I knew I had played my part impeccably and could not be responsible for his change of mood. I’d styled my hair in the fashion he said suited me best, and I was wearing the ugly heart-shaped necklace, which felt like a lead weight on my chest. When he started to bounce his leg under the table, I wanted to scream. I kept quiet even though I had the sense he was daring me to say something. I avoided his eyes but saw he kept catching glimpses of his own reflection and pouting into the mirror. I wanted to laugh, to let him know he was vainer than any woman I had ever known, but I didn’t. Aisling would have. She would have laughed in his face and walked out of the restaurant. I didn’t. I couldn’t.
The menu was written in French. Frightened I would order incorrectly and embarrass him, I whispered this to him. I thought it might even amuse him, make him laugh. The old Thomas at the hospital would have made a quip and set me at ease. This Thomas rolled his eyes and snatched the menu away from me, made a comment about me signing my name with a mark and chose for me. In retaliation, I ordered more wine, and he glared at me.
‘Why order good wine when you can’t tell the difference between that and a glass of witch’s piss?’ he said as soon as the waiter had disappeared.
‘You are beginning to sound like Mrs Wiggs,’ I snapped.

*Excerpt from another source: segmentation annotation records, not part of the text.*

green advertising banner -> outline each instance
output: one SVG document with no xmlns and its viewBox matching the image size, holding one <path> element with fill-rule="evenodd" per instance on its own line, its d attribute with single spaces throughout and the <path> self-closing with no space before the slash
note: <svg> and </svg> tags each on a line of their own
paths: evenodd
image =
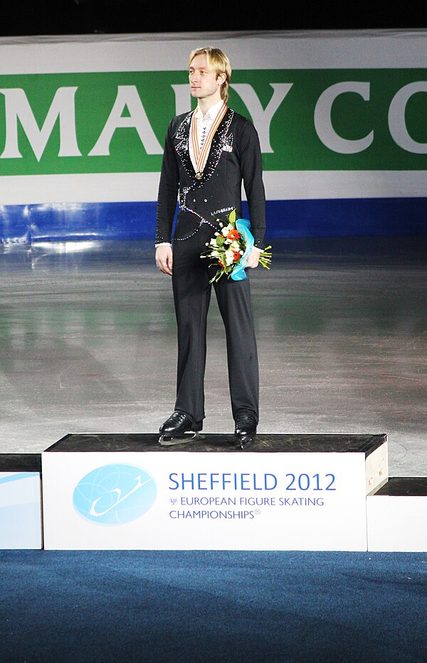
<svg viewBox="0 0 427 663">
<path fill-rule="evenodd" d="M 0 75 L 0 176 L 157 173 L 182 71 Z M 268 171 L 427 170 L 427 70 L 234 70 Z"/>
</svg>

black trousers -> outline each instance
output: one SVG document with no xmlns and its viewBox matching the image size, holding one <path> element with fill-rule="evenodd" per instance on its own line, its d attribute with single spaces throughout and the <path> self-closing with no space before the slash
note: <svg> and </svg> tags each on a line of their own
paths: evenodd
<svg viewBox="0 0 427 663">
<path fill-rule="evenodd" d="M 216 266 L 201 258 L 214 229 L 204 224 L 191 237 L 191 228 L 179 221 L 174 242 L 172 287 L 178 328 L 178 366 L 175 409 L 194 421 L 205 417 L 204 373 L 206 357 L 206 319 Z M 194 229 L 194 226 L 193 226 Z M 249 279 L 233 281 L 226 276 L 214 284 L 224 324 L 228 383 L 233 416 L 249 411 L 259 417 L 259 377 L 256 339 Z"/>
</svg>

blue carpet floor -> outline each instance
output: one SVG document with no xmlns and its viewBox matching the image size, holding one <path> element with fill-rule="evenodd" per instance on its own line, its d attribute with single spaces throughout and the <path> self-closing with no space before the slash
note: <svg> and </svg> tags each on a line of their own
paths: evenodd
<svg viewBox="0 0 427 663">
<path fill-rule="evenodd" d="M 0 551 L 1 663 L 427 661 L 427 553 Z"/>
</svg>

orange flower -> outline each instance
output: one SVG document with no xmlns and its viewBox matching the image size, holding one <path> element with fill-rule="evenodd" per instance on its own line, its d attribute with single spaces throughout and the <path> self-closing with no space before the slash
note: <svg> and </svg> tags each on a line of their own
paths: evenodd
<svg viewBox="0 0 427 663">
<path fill-rule="evenodd" d="M 233 228 L 231 230 L 228 230 L 228 234 L 227 235 L 228 240 L 238 240 L 240 239 L 241 234 L 238 230 L 236 230 L 236 228 Z"/>
</svg>

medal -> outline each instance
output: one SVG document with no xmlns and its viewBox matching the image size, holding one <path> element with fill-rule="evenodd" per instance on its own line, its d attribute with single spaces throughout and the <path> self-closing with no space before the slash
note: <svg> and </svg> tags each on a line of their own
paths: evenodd
<svg viewBox="0 0 427 663">
<path fill-rule="evenodd" d="M 222 106 L 216 115 L 216 117 L 215 117 L 215 120 L 212 122 L 211 129 L 209 129 L 208 135 L 204 141 L 203 145 L 201 147 L 199 144 L 199 137 L 197 135 L 196 126 L 197 120 L 196 118 L 196 114 L 193 114 L 191 127 L 191 141 L 193 146 L 194 160 L 196 165 L 195 176 L 198 181 L 200 181 L 200 180 L 203 178 L 203 171 L 208 160 L 208 155 L 209 154 L 209 149 L 211 149 L 212 139 L 214 138 L 215 132 L 219 127 L 223 117 L 226 115 L 227 107 L 227 105 L 225 102 L 223 102 Z"/>
</svg>

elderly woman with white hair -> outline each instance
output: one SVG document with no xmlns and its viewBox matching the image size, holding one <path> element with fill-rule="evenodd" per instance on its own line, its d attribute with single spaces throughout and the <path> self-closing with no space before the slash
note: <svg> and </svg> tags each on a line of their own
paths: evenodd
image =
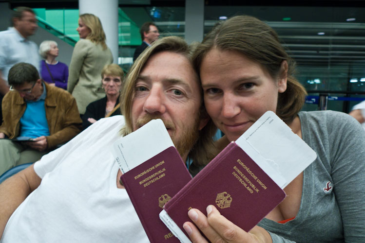
<svg viewBox="0 0 365 243">
<path fill-rule="evenodd" d="M 64 63 L 56 60 L 58 55 L 57 43 L 45 40 L 39 46 L 39 54 L 44 59 L 40 64 L 40 75 L 43 80 L 50 85 L 66 89 L 68 68 Z"/>
</svg>

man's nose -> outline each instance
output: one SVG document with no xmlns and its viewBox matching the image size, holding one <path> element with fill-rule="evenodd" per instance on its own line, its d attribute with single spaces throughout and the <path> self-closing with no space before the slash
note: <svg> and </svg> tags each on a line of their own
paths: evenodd
<svg viewBox="0 0 365 243">
<path fill-rule="evenodd" d="M 145 111 L 150 114 L 163 114 L 166 111 L 165 95 L 160 87 L 153 87 L 143 105 Z"/>
</svg>

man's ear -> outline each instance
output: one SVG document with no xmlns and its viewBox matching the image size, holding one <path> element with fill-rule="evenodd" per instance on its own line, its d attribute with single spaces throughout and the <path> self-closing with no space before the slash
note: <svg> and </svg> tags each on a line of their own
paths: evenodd
<svg viewBox="0 0 365 243">
<path fill-rule="evenodd" d="M 200 122 L 199 123 L 199 130 L 201 130 L 208 123 L 211 117 L 208 115 L 205 109 L 202 109 L 203 110 L 200 112 Z"/>
<path fill-rule="evenodd" d="M 278 80 L 278 90 L 279 93 L 284 93 L 287 90 L 288 69 L 288 62 L 283 61 L 281 63 L 280 74 Z"/>
</svg>

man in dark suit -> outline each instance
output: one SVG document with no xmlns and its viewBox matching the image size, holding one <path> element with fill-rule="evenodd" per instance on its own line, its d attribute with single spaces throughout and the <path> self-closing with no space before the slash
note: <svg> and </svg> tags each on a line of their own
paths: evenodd
<svg viewBox="0 0 365 243">
<path fill-rule="evenodd" d="M 158 29 L 152 22 L 146 22 L 142 25 L 139 33 L 141 34 L 142 44 L 135 49 L 134 54 L 133 55 L 134 62 L 146 48 L 150 46 L 152 42 L 157 40 L 160 36 Z"/>
</svg>

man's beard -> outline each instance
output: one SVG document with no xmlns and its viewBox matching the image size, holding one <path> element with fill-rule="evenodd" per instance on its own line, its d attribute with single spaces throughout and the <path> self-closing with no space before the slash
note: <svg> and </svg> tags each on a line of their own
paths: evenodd
<svg viewBox="0 0 365 243">
<path fill-rule="evenodd" d="M 164 120 L 163 118 L 158 115 L 146 114 L 143 117 L 137 120 L 136 126 L 140 127 L 153 119 L 161 119 L 163 122 L 167 129 L 172 129 L 174 132 L 176 132 L 175 125 L 173 122 Z M 171 135 L 171 139 L 173 142 L 175 147 L 177 149 L 177 151 L 182 157 L 185 155 L 187 152 L 189 152 L 192 150 L 196 141 L 197 141 L 199 138 L 200 121 L 200 116 L 198 115 L 192 124 L 181 128 L 182 131 L 180 138 L 176 138 L 176 134 L 174 133 Z"/>
</svg>

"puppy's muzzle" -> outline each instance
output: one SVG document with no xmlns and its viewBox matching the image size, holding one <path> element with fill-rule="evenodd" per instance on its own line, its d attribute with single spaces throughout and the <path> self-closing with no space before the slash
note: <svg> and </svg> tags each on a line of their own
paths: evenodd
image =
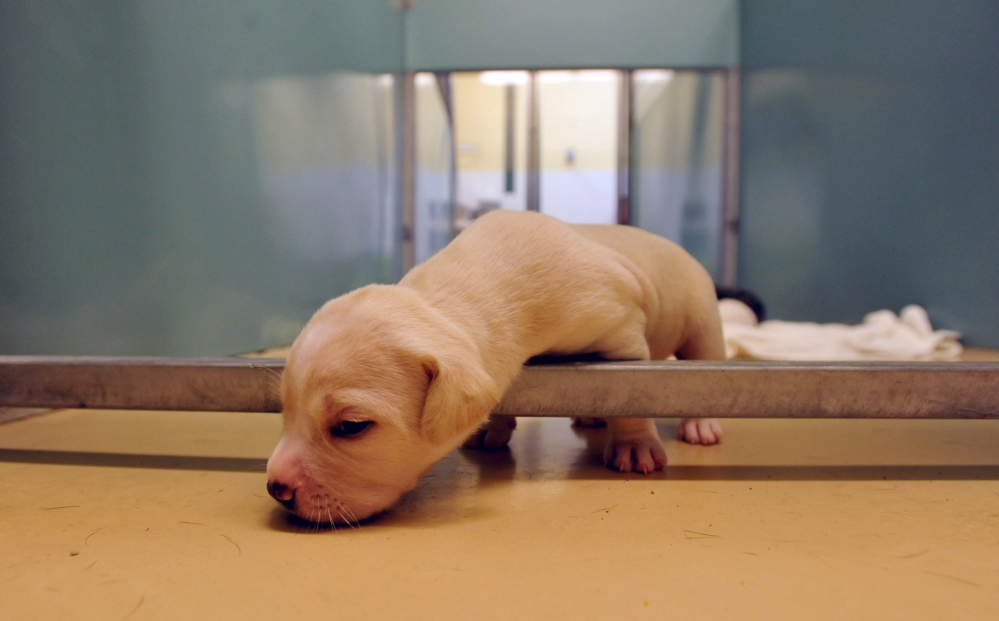
<svg viewBox="0 0 999 621">
<path fill-rule="evenodd" d="M 295 490 L 288 487 L 284 483 L 280 483 L 271 479 L 267 482 L 267 493 L 274 498 L 274 500 L 281 503 L 281 505 L 289 510 L 295 510 Z"/>
</svg>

Thomas had preached how this restaurant was popular with writers, artists and actors – beautiful, cultured types. Quite what we were doing there, I did not know. The walls were mirrored, the ceiling and walls painted in thick orange gold and decorated with Cupids. The flickering candlelight and endless reflections made the whole room appear as if it were glowing a hedonistic yellow. The chairs were red velvet. It felt opulent and garish, like being trapped inside a Christmas bauble. To be frank, the style was not so dissimilar from what I had seen at Wilton’s Music Hall in the East End. I went there on a demonstration once: a group of women, all Methodists and Salvationists, forced our way inside, incensed by rumours that the actresses in the gallery could be hired for a few shillings. The Café Royale had the same tawdry and vulgar décor, only its whores were more expensive. I included myself, an overdressed poodle sat tethered to a wealthy brat by a leash that I had chained around my own neck.
The room buzzed with clinking glasses and other people’s conversation, as Thomas and I sat in stony silence. As much as he teased me for my lack of friends, I had seen little of his. He made a great show of discussing people, namedropping, identifying certain individuals as close confidants, but never had any of these so-called friends been to our house. When we attended events or benefits, he would introduce me, but I think now that I did not imagine their discomfort at his over-familiarity. They were polite enough, but confused, as if they had only a vague idea of who he was, and inside I cringed. Thomas was a man of a million acquaintances but no real friends. The more I learned of him, the more disappointing he was.
It was a relief when he announced we were leaving the restaurant, even though he loped off without waiting for me. I emptied the rest of my glass and hurried after him, dragging my fussy skirts. We collected our coats and made our way through the crowded foyer. I was trying to keep up when he stopped abruptly and I barged into his back. He had paused to talk to an older gentleman, a man with a bushy grey beard, cheeks and a red nose from too much brandy, a swollen stomach, and medals on his lapel. The man had a finger pointed in Thomas’s chest. I stood in Thomas’s shadow; he didn’t introduce me and the conversation was rapid and the words didn’t travel. I could tell it was about work, and that the other gentleman certainly had the upper hand. Thomas kept nodding at everything he said, almost like a schoolboy trying to absorb all the instruction he was being given by his master.
The gentleman’s wife was a dumpy little thing and as she smiled, the thread veins on her cheeks made a mesh-like rouge. She leaned over and put her spectacles to my neck.
‘What a charming necklace, my dear. Have you recently had a birthday?’
I shook my head.
‘Your necklace, it’s a birthstone – isn’t peridot for August?’ She nodded, confident in her assumption.
‘Is it?’ My suspicion that the necklace had belonged to someone else came charging back. I put my fingers to my throat to feel it. ‘My birthday is in January,’ I said.
The lady looked bewildered but smiled anyway. The men stopped talking and we were pulled apart, swept along by the crowds and hustled towards the entrance, Thomas, with a gloved hand on my back, pushing me along. Whatever had been said had put him in an even worse mood. Trapped with him in the confines of the coach was like being strapped to the side of a rumbling volcano. I could feel the heat coming off him and I sat at the very edge. If I asked him what was wrong, it would be like baiting a bear, but if I didn’t ask, it might seem neglectful.
‘Is something the matter?’ I asked.
He gave a forced, operatic laugh. ‘It wants to know if something is the matter. Tell me, why bother asking.’ It was not a question.